Receiving a few chuckles within the slightly minor crowd, Shafar set his sights high and began to think comedy ‘was going to be the easiest thing ever.’
He performed the same five-minute set at Raw Comedy, the annual competition for emerging stand-up comedians.
‘I thought I’m absolutely going to kill it up here, probably going to win this competition because I’m so amazing, I’m just this comedy prodigy.’
After that single performance, reality sunk in. It was now an endless struggle to the top.
‘I went up there and bombed so hard. I don’t think I got a single laugh. Maybe I got one laugh because someone felt sorry for me. I look back on it now and I still cringe at how terrible I was.’
Despite this, Shafar believes comedy is a ‘perpetual series of failure.’ The un-ending sense of disappointment is, as he describes, quite liberating.
‘You stop caring so much about failure. It makes you go back on stage and do a good gig because you’re only ever as good as your last gig.’
Shafar grew up watching TV sitcoms like Seinfeld and Everybody Loves Raymond. However, his experiences at school truly cemented his love for comedy. Shafar recalls producing a ‘funny five-minute speech’ for the public speaking competition his school held every year. ‘I used to love doing that… I think that’s where it all began for me, just watching all those TV shows, then at school having that opportunity to be funny.’

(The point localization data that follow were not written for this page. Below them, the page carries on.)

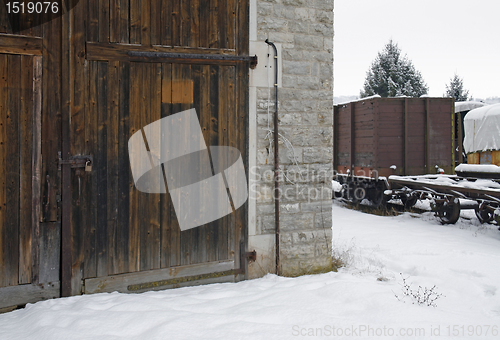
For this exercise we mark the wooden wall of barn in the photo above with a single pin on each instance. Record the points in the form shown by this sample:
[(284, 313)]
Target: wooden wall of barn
[(94, 96)]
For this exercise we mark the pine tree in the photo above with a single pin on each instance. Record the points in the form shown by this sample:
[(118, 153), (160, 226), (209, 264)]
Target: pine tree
[(456, 89), (392, 75)]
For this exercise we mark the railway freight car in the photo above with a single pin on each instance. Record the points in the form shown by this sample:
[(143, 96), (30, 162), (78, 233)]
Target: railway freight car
[(377, 137)]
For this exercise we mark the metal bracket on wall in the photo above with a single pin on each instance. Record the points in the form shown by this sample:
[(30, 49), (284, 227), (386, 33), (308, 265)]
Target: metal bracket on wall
[(251, 256)]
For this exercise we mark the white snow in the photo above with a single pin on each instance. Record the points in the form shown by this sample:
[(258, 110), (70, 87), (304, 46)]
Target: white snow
[(359, 301), (482, 129), (491, 186), (490, 168)]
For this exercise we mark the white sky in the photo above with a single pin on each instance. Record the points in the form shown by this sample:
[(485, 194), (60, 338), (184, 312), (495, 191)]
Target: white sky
[(440, 37)]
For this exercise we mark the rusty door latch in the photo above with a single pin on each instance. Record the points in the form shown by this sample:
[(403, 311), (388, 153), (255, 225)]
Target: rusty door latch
[(78, 161)]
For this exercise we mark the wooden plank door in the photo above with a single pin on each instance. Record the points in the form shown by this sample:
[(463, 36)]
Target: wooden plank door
[(128, 231), (20, 165)]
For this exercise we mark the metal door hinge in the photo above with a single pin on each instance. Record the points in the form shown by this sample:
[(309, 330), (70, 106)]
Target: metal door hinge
[(78, 161)]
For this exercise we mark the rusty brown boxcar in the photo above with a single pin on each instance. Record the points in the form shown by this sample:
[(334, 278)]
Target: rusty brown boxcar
[(394, 136)]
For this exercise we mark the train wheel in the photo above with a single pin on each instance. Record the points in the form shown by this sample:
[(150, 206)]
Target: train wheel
[(449, 212), (484, 215), (377, 197), (359, 194), (409, 201)]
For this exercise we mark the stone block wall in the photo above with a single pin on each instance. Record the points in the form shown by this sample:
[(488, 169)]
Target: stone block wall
[(303, 32)]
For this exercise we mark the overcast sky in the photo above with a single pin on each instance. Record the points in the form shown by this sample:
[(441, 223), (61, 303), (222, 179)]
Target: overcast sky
[(440, 37)]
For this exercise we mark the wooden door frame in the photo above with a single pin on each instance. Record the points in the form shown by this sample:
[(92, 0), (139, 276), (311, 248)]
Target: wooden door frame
[(36, 290)]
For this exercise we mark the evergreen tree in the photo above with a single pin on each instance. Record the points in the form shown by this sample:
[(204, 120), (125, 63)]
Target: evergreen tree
[(456, 89), (392, 75)]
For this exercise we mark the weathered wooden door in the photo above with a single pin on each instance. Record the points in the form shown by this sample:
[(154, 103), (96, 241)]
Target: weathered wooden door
[(21, 279), (144, 61)]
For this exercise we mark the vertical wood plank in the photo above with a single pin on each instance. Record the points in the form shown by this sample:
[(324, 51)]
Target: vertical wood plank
[(104, 21), (194, 34), (145, 228), (26, 194), (200, 103), (154, 199), (112, 166), (91, 113), (156, 22), (4, 20), (166, 23), (169, 226), (124, 175), (204, 13), (242, 145), (145, 22), (232, 123), (222, 22), (231, 24), (134, 199), (175, 27), (93, 20), (213, 139), (124, 21), (114, 20), (75, 84), (242, 32), (3, 159), (135, 21), (226, 108), (185, 23), (100, 169), (214, 38), (11, 241), (36, 167), (51, 124)]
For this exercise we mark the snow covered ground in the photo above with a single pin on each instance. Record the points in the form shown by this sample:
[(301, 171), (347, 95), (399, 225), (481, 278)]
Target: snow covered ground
[(358, 302)]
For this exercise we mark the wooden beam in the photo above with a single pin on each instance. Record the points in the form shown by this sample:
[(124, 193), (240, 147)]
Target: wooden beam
[(22, 294), (159, 278), (15, 44), (105, 51)]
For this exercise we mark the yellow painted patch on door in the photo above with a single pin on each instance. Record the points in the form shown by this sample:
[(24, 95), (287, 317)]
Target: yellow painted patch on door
[(178, 92)]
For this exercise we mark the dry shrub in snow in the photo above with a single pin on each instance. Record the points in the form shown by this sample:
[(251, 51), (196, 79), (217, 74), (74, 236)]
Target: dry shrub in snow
[(421, 296)]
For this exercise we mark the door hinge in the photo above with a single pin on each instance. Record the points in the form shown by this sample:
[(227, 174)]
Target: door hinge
[(78, 161)]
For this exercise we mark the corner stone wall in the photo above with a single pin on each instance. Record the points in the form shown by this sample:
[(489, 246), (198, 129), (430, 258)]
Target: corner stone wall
[(303, 32)]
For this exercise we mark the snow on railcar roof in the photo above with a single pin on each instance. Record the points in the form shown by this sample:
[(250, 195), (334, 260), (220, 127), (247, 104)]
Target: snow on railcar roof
[(482, 129)]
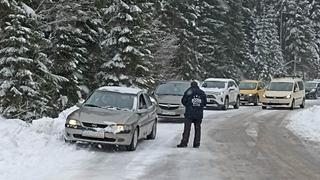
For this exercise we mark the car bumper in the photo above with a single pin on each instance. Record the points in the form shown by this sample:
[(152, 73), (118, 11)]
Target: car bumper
[(277, 102), (167, 113), (72, 134), (310, 95), (248, 99)]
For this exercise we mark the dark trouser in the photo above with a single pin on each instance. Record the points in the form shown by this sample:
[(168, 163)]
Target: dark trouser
[(186, 132)]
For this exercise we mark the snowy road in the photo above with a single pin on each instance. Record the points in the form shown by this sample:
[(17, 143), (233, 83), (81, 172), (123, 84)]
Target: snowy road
[(250, 143)]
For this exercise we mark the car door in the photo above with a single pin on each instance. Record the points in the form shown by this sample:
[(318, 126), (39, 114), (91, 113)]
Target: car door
[(143, 114), (261, 90), (231, 91), (152, 113)]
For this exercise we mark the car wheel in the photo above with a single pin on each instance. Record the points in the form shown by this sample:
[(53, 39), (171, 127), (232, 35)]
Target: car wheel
[(69, 141), (303, 103), (134, 141), (237, 105), (292, 105), (257, 101), (226, 104), (153, 133)]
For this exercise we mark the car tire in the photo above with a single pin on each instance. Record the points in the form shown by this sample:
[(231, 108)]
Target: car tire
[(69, 141), (226, 104), (257, 101), (303, 103), (134, 141), (153, 133), (292, 105), (237, 105)]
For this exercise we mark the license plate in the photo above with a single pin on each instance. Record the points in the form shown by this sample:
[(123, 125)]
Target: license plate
[(168, 113), (95, 134), (273, 101)]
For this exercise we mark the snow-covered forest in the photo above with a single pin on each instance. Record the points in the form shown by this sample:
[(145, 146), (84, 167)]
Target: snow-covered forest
[(52, 49)]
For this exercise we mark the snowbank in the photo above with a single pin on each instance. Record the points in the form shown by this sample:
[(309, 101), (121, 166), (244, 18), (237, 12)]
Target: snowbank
[(306, 123), (36, 151)]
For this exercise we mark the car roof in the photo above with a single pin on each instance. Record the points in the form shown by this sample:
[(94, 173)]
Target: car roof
[(218, 79), (313, 82), (124, 90), (286, 79), (176, 81), (255, 81)]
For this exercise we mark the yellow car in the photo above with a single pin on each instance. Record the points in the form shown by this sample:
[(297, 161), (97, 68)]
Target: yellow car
[(251, 91)]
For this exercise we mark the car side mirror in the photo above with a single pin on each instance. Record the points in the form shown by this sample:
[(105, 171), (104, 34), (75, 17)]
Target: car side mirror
[(79, 104), (141, 111)]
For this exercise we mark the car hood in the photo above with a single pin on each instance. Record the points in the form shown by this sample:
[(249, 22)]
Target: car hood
[(278, 93), (211, 90), (102, 116), (168, 99), (248, 91)]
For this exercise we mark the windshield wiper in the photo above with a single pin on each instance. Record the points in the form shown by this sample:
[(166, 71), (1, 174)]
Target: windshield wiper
[(91, 105)]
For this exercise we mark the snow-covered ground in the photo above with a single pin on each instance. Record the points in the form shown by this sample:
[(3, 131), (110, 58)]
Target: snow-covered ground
[(306, 123), (36, 151)]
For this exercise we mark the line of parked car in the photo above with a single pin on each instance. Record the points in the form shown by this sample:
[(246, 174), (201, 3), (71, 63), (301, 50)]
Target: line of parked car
[(121, 115), (222, 93)]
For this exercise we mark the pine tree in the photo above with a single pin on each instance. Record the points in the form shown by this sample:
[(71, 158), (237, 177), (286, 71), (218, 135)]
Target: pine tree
[(74, 34), (125, 62), (23, 66), (181, 18), (298, 34), (268, 51)]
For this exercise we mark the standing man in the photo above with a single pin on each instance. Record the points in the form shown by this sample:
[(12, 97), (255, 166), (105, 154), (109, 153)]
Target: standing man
[(194, 100)]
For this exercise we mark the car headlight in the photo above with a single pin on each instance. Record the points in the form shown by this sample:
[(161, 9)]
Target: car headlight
[(121, 128), (218, 93), (72, 123)]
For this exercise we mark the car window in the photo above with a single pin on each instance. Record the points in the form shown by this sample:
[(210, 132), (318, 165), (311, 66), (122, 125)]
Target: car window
[(148, 100), (108, 99), (301, 85), (142, 102)]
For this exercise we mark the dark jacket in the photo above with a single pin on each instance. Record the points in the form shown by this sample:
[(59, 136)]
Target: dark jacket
[(194, 99)]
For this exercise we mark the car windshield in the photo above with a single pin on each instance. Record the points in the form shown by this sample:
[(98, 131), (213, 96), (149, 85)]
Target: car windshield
[(214, 84), (108, 99), (175, 89), (247, 85), (311, 85), (280, 86)]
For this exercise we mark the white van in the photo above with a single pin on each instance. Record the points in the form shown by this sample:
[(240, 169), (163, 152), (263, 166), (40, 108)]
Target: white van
[(221, 93), (284, 92)]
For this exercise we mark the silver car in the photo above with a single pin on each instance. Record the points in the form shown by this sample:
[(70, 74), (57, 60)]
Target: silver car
[(113, 115), (168, 96)]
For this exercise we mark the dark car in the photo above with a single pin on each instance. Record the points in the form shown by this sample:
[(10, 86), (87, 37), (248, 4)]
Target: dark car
[(312, 89), (113, 115)]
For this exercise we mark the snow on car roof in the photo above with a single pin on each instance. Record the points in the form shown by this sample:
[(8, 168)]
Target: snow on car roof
[(219, 79), (286, 80), (125, 90)]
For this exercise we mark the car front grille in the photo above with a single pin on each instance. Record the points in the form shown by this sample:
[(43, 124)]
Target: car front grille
[(79, 136), (211, 96), (273, 97), (169, 106), (93, 125)]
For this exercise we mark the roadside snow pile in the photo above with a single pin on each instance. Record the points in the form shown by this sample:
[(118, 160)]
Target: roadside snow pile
[(36, 151), (306, 123)]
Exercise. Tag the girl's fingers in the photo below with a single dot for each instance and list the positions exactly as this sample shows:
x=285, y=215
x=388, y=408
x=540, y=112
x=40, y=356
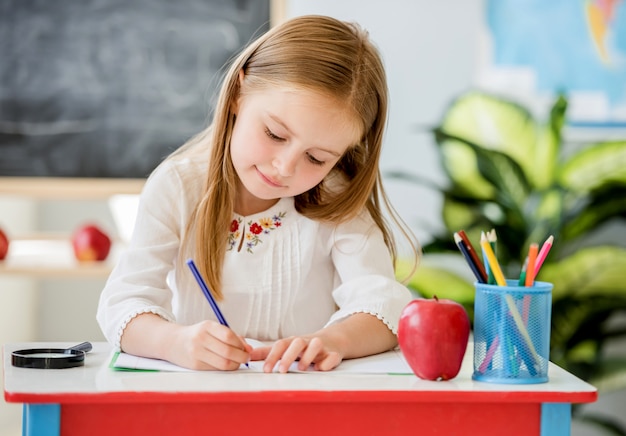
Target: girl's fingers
x=313, y=351
x=291, y=354
x=276, y=353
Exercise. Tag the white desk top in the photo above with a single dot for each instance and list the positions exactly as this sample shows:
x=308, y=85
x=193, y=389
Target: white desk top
x=98, y=382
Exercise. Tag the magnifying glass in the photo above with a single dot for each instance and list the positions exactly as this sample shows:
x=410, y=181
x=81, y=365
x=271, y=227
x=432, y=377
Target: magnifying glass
x=51, y=358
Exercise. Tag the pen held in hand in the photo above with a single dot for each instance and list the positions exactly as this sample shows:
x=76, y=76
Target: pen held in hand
x=208, y=295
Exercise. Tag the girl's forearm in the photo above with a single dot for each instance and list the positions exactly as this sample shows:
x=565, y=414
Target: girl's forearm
x=361, y=334
x=148, y=335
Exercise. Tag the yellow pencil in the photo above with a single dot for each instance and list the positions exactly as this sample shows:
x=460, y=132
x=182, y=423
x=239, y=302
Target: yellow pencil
x=493, y=262
x=501, y=281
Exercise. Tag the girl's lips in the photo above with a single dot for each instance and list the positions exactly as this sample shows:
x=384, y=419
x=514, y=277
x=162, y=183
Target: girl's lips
x=268, y=180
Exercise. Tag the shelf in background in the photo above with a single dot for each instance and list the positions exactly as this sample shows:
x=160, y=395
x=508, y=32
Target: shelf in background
x=54, y=257
x=69, y=187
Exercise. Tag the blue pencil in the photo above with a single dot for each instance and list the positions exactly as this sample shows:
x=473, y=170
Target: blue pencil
x=207, y=294
x=468, y=258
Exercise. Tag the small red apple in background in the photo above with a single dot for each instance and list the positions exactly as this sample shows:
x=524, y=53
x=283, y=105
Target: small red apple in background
x=90, y=243
x=4, y=245
x=433, y=336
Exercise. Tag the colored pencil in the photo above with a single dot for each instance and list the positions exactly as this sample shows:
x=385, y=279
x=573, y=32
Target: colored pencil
x=468, y=258
x=493, y=241
x=543, y=253
x=493, y=262
x=207, y=295
x=489, y=356
x=522, y=276
x=474, y=256
x=532, y=258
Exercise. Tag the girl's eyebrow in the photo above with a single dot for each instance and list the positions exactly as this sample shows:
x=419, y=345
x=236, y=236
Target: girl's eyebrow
x=284, y=126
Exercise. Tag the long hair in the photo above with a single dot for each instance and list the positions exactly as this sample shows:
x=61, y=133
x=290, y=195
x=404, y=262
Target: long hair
x=319, y=54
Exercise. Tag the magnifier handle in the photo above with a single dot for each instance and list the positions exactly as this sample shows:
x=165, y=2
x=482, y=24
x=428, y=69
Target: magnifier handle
x=85, y=346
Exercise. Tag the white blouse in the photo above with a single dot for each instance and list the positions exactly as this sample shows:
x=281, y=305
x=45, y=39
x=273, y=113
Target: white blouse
x=283, y=275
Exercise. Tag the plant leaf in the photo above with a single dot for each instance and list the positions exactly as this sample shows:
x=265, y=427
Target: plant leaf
x=591, y=270
x=596, y=165
x=599, y=207
x=496, y=124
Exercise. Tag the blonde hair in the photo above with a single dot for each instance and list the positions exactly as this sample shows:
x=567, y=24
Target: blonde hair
x=319, y=54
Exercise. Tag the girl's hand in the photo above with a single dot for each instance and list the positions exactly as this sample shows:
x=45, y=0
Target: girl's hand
x=209, y=345
x=307, y=350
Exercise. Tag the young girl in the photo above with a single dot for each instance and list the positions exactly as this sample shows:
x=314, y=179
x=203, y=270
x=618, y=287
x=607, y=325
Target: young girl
x=278, y=203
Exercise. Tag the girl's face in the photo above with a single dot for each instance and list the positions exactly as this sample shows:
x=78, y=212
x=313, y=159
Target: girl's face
x=285, y=142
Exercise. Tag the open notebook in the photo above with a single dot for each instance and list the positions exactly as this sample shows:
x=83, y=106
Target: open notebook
x=391, y=362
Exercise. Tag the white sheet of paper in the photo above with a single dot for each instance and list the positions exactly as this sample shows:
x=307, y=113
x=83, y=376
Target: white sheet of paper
x=391, y=362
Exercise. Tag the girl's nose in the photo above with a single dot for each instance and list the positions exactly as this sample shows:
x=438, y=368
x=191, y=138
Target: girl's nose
x=285, y=163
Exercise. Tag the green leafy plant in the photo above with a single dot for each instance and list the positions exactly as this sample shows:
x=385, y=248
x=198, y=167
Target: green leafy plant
x=512, y=173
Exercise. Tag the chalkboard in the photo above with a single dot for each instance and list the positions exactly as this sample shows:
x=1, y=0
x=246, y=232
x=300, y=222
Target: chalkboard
x=108, y=88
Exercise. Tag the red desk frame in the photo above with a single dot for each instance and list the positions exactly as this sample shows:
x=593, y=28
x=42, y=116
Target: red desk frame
x=201, y=403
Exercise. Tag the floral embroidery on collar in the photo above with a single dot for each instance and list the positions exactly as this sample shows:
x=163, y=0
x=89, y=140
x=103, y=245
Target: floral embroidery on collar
x=252, y=232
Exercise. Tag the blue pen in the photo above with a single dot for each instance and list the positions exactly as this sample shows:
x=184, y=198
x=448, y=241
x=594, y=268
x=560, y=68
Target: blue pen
x=207, y=294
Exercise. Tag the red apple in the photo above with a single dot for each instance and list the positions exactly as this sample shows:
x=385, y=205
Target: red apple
x=433, y=336
x=90, y=243
x=4, y=245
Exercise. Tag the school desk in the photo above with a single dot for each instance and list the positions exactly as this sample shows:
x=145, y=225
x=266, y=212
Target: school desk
x=95, y=400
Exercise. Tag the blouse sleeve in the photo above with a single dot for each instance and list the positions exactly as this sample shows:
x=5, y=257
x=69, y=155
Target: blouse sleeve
x=138, y=283
x=365, y=269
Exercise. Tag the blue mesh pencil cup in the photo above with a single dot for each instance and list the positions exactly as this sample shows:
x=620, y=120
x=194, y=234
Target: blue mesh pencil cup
x=512, y=332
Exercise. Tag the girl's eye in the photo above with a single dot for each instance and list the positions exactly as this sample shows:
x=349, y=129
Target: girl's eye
x=314, y=161
x=269, y=133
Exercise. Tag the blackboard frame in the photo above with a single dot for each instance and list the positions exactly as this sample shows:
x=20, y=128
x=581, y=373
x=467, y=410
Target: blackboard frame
x=101, y=107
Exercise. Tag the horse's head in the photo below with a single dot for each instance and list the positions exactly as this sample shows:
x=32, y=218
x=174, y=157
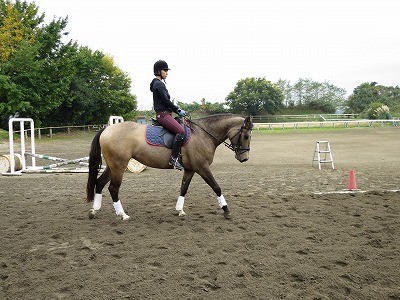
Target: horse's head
x=240, y=140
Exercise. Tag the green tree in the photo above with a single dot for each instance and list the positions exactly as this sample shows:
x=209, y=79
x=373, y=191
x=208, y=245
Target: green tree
x=55, y=83
x=363, y=95
x=306, y=93
x=255, y=96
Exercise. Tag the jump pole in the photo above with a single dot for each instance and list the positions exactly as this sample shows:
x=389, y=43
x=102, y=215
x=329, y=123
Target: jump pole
x=21, y=121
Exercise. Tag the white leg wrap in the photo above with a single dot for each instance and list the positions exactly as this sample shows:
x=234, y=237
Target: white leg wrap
x=221, y=201
x=97, y=201
x=179, y=203
x=120, y=211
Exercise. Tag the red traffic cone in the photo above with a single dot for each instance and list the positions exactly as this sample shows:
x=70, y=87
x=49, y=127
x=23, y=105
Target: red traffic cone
x=352, y=181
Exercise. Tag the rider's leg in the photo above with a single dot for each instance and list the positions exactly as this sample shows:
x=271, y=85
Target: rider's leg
x=176, y=160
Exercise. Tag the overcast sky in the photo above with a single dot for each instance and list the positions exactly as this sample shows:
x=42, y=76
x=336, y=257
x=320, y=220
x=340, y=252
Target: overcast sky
x=211, y=44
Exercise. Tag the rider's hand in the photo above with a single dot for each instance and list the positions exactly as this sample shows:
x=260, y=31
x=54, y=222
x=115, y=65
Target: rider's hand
x=181, y=113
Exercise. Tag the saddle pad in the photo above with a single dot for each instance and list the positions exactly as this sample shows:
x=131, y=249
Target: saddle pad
x=155, y=135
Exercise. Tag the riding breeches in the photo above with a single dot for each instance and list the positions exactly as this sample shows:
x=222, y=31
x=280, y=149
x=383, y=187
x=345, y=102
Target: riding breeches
x=166, y=120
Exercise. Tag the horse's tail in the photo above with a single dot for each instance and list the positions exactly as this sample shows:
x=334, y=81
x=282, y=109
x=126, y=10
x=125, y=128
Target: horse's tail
x=94, y=166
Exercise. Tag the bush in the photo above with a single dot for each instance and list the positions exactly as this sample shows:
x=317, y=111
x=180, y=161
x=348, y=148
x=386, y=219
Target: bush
x=378, y=111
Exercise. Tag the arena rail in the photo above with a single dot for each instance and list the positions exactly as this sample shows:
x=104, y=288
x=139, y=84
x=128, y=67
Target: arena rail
x=327, y=124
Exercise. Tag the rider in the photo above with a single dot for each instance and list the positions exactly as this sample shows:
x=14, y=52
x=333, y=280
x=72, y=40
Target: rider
x=164, y=108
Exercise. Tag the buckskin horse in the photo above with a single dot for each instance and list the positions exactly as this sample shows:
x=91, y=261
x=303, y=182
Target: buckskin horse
x=122, y=141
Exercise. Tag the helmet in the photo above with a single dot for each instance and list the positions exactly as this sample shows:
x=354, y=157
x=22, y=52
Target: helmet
x=160, y=65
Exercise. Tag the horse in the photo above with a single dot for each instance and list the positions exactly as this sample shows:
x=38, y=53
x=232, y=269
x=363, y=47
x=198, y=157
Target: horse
x=120, y=142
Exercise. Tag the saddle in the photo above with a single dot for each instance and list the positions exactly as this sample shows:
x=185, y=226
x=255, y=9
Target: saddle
x=156, y=135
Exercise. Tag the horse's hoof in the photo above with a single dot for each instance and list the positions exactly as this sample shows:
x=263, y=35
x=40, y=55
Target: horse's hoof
x=92, y=214
x=125, y=217
x=227, y=215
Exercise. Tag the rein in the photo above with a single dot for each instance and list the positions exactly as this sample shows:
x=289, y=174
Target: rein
x=234, y=148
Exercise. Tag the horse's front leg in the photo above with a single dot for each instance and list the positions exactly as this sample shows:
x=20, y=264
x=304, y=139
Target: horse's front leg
x=209, y=179
x=113, y=188
x=187, y=178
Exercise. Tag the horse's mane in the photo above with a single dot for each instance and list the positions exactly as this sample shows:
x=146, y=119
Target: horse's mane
x=215, y=118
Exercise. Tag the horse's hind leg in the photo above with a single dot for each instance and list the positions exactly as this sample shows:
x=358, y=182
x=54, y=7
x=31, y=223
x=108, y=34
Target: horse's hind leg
x=100, y=183
x=209, y=179
x=113, y=188
x=187, y=178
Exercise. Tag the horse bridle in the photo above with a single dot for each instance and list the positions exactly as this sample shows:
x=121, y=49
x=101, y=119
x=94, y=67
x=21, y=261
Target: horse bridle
x=235, y=148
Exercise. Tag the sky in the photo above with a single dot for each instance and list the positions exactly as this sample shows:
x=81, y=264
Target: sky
x=210, y=45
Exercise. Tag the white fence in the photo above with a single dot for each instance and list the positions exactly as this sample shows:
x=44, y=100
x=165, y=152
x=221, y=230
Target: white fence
x=336, y=123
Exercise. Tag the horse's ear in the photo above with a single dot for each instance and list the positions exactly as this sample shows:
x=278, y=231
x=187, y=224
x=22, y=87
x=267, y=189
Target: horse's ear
x=248, y=124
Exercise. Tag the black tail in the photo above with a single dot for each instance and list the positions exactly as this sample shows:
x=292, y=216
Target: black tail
x=94, y=166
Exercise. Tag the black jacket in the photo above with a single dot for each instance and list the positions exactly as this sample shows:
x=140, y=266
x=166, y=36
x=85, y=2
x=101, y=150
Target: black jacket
x=161, y=97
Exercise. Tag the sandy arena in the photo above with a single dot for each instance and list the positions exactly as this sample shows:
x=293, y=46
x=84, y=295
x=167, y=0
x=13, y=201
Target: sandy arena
x=284, y=241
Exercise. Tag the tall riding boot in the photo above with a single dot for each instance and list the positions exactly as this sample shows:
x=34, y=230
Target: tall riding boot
x=176, y=160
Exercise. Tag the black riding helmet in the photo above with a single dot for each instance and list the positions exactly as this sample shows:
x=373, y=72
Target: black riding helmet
x=160, y=65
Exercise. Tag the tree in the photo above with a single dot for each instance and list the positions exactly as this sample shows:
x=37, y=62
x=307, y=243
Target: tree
x=371, y=92
x=55, y=83
x=306, y=93
x=254, y=96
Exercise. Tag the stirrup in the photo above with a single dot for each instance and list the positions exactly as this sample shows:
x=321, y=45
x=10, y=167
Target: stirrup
x=176, y=163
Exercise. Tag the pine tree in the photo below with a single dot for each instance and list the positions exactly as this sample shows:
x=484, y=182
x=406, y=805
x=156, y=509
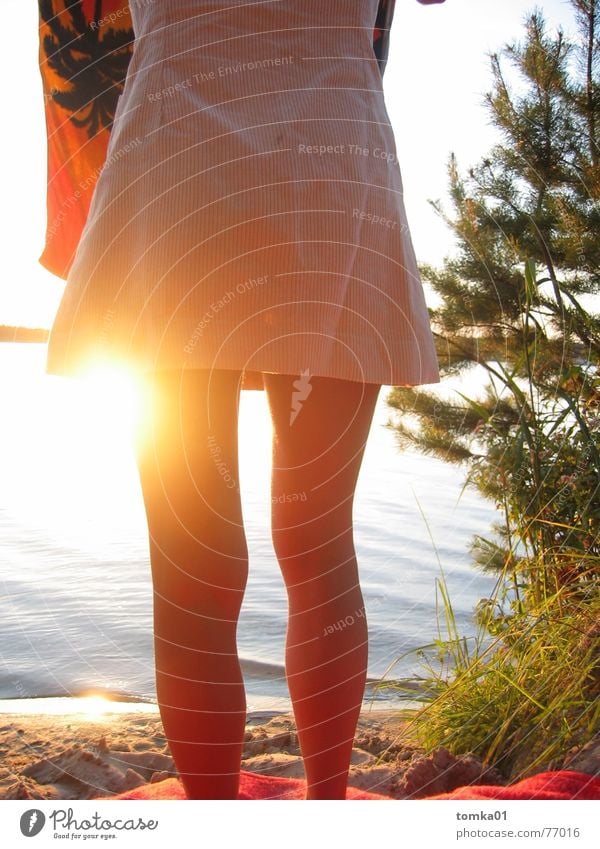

Now a university graduate, Shafar does not plan to pursue his career in law but ideally, to become a professional comedian. Despite appreciating the philosophy behind the law, interning was the pinnacle in which Shafar realized law was not a pathway he wanted to pursue. ‘I wasn’t really enjoying having an office job, so I just decided it wasn’t really for me.’
As part of the Melbourne International Comedy Festival, Shafar has performed alongside an array of comedians in the Footy Couch, a show where comedy meets commentary. Shafar talks of how commentating a live AFL game in front of a live audience helped develop a range of skills from being able to engage with an audience, writing and developing witty jokes, to improvising on the spot.
Shafar’s stand-up comedy usually involves talks about his own personal stories of being Jewish and his experiences as being a Jewish person and encountering discrimination and racism.
‘Trying to be funny whilst making a deep point is really hard. I don’t think I’ve fully mastered it, and I probably won’t master it for another 15 years or so.’
Despite this difficulty, Shafar uses his satirical news page, Round Squares, as an outlet for that type of humor. It aims to discuss a broad range of social and political issues that he would not normally discuss whilst on stage. With almost 8,000 followers, Shafar says, ‘as long as people are reacting to it and thinking about the issue, that’s all that matters.’
Also a creator and host of Melbourne Comedy’s Rising Stars at the Butterfly Club, Shafar was delighted to have all three consecutive shows sell out.
He would have to say his ‘proudest moment was to create a show myself and produce it and then get people to the show and be able to do a gig with other comedians who I really respect.’